Mediation is a process with a defined structure, timetable and dynamics that "ordinary" negotiation lacks. The process is entirely voluntary. It is private and confidential, without prejudice, and it is not binding until the point of agreement. The presence of a mediator is the key distinguishing feature of the process. There may be no obligation to go to mediation, but in some cases, any settlement agreement signed by the parties to a dispute will be binding on them.
Mediators use various techniques to open, or improve, dialogue between disputants, aiming to help the parties reach an agreement (with concrete effects) on the disputed matter. Much depends on the mediator's skill and training. The mediator must be wholly impartial. Disputants may use mediation in a variety of disputes, such as commercial, legal, diplomatic, workplace, community and family matters. A third-party representative may contract and mediate between (say) unions and corporations. When a workers’ union goes on strike, a dispute takes place, the parties may agree to a third party to settle a contract or agreement between the union and the company.

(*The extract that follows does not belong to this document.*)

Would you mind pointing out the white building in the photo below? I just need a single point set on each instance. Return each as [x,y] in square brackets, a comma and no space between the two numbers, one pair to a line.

The drivers for the increasing use of mediation in the workplace are threefold: the findings of the 2004 Gibbons Report, The 2008 Employment Act and the new ACAS Code Of Practice.
The Gibbons Report on workplace dispute resolution in the UK concluded that the 2004 Dispute Resolution Regulations had failed and should be repealed. It recommended that future dispute resolution should be simpler, more cost-effective and much more flexible. It also recommended that the use of mediation be increased.
The 2008 Employment Act repealed the 3 step process for grievance and disciplinary procedures and replaced it with a simple and less prescriptive system. Essentially, it emphasises the early and informal resolution of disputes.
Under the Act Employment Tribunals were instructed to take this Code into account when considering cases and may increase or decrease an award by up to 25% when they feel that an employer or employee has failed unreasonably to follow the guidance of the code.
The ACAS Code Of Practice. The Code states that many potential disciplinary or grievance issues can be resolved informally. Employers and employees should always seek to resolve disciplinary and grievance issues in the workplace. And where this is not possible, employers and employees should consider using an independent third party to resolve the problem, who could be an internal mediator or an external mediator.
The sole aim of mediation is that the parties in dispute come up with a solution wherever possible. This may not be possible at a single session, but it continues to be the stated aim of all involved in the mediation process.